More importantly, the Pretoria High Court decision gives us a chance to make a comparison of the independence of the Judiciary here in Zimbabwe.

The Zimbabwe Judiciary on many fronts has buckled under pressure from the Executive. Examples are many in this respect.

The Constitutional Court allowed Constitutional Amendment 2 to stand despite procedural irregularities. It also showed lack of spine when it allowed Statutory Instrument (SI) 144 of 2022 to stand.

This is the SI that announced the new nomination fees and had not been brought to Parliament for discussion.

It will also be interesting to see how the courts will deal with the application challenging the Law Reviser in gazetting SI 114 of 2023 that regulates the nomination of women’s quota, youth quota and women’s quota in local authority elections this year.

The changes were gazetted way after the President had proclaimed the election date. The court’s decision will either increase or decrease the citizens’ faith in the Judiciary. It will either promote the perception that the courts are captured by the Executive or bring a new perspective that the courts are really independent.

It is such small but significant judgments by the courts that can help our democracy develop.
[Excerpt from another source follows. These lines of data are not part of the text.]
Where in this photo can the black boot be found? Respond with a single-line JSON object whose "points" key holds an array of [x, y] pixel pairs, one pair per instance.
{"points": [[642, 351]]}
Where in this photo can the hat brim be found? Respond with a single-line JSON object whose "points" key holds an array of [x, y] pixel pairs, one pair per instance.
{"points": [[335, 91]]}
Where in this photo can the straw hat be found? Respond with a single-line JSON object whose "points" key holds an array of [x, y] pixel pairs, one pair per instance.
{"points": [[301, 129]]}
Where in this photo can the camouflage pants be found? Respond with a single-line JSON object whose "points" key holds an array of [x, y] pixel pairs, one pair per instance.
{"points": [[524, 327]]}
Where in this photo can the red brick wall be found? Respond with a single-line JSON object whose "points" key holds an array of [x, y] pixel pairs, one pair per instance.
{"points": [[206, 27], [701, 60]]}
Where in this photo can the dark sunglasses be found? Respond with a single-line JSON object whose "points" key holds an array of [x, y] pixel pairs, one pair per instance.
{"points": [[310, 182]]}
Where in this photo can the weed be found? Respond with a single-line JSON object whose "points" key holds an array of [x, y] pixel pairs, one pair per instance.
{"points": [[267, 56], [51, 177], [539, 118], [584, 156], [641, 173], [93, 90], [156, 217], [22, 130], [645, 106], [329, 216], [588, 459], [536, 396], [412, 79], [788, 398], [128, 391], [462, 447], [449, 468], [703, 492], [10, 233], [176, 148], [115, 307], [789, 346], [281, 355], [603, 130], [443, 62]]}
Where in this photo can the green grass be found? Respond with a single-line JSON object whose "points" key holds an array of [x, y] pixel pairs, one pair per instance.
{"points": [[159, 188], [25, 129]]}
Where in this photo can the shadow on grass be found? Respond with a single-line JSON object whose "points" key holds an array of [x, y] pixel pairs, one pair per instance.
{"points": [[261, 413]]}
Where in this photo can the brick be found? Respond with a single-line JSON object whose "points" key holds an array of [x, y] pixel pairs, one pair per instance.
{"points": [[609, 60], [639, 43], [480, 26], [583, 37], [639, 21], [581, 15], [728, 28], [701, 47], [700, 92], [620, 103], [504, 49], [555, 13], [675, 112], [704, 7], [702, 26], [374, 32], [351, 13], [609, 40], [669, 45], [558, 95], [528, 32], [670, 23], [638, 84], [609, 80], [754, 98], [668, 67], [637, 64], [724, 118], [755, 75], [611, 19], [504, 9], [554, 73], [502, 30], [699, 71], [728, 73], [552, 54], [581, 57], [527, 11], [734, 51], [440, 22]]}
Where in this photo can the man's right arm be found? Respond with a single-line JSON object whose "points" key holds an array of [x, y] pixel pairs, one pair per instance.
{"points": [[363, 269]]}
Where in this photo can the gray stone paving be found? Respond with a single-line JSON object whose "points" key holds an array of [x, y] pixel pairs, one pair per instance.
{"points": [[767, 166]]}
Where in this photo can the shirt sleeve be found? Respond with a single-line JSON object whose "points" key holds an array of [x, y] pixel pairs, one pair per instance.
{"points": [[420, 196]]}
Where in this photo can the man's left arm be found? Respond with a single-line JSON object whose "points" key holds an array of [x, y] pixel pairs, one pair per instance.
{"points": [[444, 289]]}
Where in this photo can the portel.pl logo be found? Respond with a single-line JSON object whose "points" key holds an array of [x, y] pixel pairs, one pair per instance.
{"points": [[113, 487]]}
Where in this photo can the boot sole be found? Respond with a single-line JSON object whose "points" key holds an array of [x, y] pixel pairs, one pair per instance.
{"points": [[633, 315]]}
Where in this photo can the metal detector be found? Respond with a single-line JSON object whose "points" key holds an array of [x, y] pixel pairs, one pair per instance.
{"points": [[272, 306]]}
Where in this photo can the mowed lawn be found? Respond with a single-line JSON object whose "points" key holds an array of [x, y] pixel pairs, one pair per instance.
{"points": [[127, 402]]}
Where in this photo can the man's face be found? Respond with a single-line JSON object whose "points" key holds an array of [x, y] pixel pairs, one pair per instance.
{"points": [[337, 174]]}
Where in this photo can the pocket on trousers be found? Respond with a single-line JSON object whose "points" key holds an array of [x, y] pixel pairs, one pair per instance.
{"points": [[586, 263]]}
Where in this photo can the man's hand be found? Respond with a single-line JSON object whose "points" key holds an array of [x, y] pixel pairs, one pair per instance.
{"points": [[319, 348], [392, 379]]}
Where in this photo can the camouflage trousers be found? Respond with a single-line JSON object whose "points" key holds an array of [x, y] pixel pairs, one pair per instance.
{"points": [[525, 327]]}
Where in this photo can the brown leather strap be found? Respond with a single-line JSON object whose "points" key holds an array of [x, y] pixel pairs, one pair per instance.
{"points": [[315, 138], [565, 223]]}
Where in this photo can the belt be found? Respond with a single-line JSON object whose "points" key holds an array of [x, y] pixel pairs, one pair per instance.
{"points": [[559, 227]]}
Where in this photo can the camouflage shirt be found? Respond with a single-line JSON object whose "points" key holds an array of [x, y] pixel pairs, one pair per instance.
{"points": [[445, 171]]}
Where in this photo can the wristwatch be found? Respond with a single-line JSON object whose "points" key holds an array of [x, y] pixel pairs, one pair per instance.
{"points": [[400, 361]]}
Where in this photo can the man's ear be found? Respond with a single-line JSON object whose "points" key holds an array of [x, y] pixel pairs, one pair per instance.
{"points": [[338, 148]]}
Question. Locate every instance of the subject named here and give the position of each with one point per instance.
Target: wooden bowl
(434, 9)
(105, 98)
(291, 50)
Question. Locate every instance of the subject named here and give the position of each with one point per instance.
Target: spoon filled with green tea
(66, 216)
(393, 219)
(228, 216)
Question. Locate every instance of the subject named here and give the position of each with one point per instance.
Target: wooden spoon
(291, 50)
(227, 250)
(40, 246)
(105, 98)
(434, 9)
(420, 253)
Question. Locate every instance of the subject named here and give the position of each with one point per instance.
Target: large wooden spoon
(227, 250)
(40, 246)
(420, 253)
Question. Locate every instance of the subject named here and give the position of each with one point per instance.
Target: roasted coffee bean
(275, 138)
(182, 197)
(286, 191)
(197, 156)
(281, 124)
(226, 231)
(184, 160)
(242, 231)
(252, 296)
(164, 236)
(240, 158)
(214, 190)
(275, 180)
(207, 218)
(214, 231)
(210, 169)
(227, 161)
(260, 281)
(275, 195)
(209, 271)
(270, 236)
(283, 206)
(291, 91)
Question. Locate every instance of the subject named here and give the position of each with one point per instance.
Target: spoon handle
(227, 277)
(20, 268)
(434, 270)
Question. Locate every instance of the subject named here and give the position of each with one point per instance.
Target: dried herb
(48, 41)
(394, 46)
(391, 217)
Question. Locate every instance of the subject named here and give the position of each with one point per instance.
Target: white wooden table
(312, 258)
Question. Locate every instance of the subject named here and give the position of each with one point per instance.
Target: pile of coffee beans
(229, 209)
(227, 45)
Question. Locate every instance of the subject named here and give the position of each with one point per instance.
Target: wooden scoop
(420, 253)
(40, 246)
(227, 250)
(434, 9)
Such decisions will also help the citizens have faith in the elections, unlike their Dexter Nduna judgment that allowed a losing candidate to sit in Parliament for five years, while the winner was outside.

The ball is in the court of the Judiciary that will rise to the occasion to be “a bastion of the legal order, however challenging the times may be,” as de Klerk said.

This is the point when the spotlight will remain on the Judiciary in how it will deal with electoral disputes. Will it uphold the law? Will it side with the Executive? And what impact will this have on the electorate, whichever decision the Judiciary makes?

Probably, it is time that the Zimbabwe judiciary can learn a few things from the South African bench which has upheld the law against both the Executive and Parliament in its rulings, thereby giving South Africans a perspective they can rely on the Judiciary to protect their rights.

Paidamoyo Muzulu is a journalist based in Harare. He writes here in his personal capacity.